Хайди - Йоханна Спири
Шрифт:
Интервал:
Закладка:
– Да, это я могу понять. Но я кое-что знаю: нужно прочитать наизусть псалмы бабушки, от них снова становится светлее, а иногда даже так светло, что совсем радостно. Так сказала бабушка.
– Какие псалмы, Хайди? – спросил господин доктор.
– Я могу прочитать наизусть про солнце и красивый сад и ещё из других длинных стихотворений, которые любит бабушка, потому что мне приходится читать их ей по три раза, – ответила Хайди.
– Ну так прочти мне эти стихи, я тоже хотел бы их послушать. – И господин доктор уселся поудобнее, приготовившись внимать.
Хайди стиснула ладони и некоторое время размышляла:
– Может, мне начать с того места, где, по словам бабушки, к человеку в сердце снова возвращается вера?
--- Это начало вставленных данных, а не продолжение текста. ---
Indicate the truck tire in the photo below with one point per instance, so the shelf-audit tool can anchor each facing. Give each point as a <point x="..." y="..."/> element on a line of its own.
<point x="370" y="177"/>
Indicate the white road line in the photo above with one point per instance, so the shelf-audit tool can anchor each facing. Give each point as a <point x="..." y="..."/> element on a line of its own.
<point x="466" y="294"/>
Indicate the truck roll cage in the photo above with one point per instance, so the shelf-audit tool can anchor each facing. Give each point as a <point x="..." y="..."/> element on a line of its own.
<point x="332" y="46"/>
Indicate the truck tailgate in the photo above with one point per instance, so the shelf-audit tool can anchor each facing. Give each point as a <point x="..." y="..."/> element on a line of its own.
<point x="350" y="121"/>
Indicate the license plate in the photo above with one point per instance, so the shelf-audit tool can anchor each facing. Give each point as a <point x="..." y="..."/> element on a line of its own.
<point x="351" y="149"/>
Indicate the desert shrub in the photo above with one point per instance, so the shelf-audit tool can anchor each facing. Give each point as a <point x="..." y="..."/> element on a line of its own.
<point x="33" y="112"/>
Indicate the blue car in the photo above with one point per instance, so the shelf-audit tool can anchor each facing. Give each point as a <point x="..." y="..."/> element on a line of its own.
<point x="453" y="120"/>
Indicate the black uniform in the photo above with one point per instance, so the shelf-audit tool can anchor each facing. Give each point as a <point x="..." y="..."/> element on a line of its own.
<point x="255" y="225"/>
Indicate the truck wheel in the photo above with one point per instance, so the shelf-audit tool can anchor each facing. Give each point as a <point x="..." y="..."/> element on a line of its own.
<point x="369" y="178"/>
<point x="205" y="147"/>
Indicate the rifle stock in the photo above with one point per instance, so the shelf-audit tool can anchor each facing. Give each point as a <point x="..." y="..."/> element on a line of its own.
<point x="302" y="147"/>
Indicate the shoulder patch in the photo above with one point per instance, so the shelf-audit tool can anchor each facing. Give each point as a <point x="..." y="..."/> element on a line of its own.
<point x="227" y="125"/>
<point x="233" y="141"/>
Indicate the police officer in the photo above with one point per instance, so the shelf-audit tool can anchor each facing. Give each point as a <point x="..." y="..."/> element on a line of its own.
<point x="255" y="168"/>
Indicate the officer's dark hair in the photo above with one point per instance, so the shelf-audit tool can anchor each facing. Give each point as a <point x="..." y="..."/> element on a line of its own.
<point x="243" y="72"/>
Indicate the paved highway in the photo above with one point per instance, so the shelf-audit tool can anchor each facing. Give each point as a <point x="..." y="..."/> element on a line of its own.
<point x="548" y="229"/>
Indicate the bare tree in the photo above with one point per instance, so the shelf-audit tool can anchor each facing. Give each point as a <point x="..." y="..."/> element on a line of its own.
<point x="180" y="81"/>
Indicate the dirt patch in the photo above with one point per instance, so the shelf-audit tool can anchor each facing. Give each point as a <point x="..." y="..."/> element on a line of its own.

Господин доктор с согласием кивнул.
Хайди начала:
– Доверь Ему правленье,
Правитель мудрый Он,
И дела устроеньем
Ты будешь удивлён,
Когда Он ум приложит,
Где сам ты заплутал,
И выход там предложит,
Где ты не ожидал.
Но Он не сразу скажет
Свой правильный ответ.
Ты будешь думать даже,
Что той подсказки нет.
Что ты один остался
Без помощи в нужде,
А Он делам предался,
Забыв тебя в беде.
Но если Он увидит,
Что ты отринул зло,
То Он тебя возвысит
И примет под крыло.
Избавит сердце от беды,
От груза горьких слёз,
Который даже от нужды
К врагу ты не понёс.
Хайди смолкла. Она не была уверена, что господин доктор ещё слушает. Он сидел неподвижно, прикрыв глаза ладонью. Хайди думала, что он задремал; если проснётся и захочет ещё послушать стихи, тогда он ей об этом скажет.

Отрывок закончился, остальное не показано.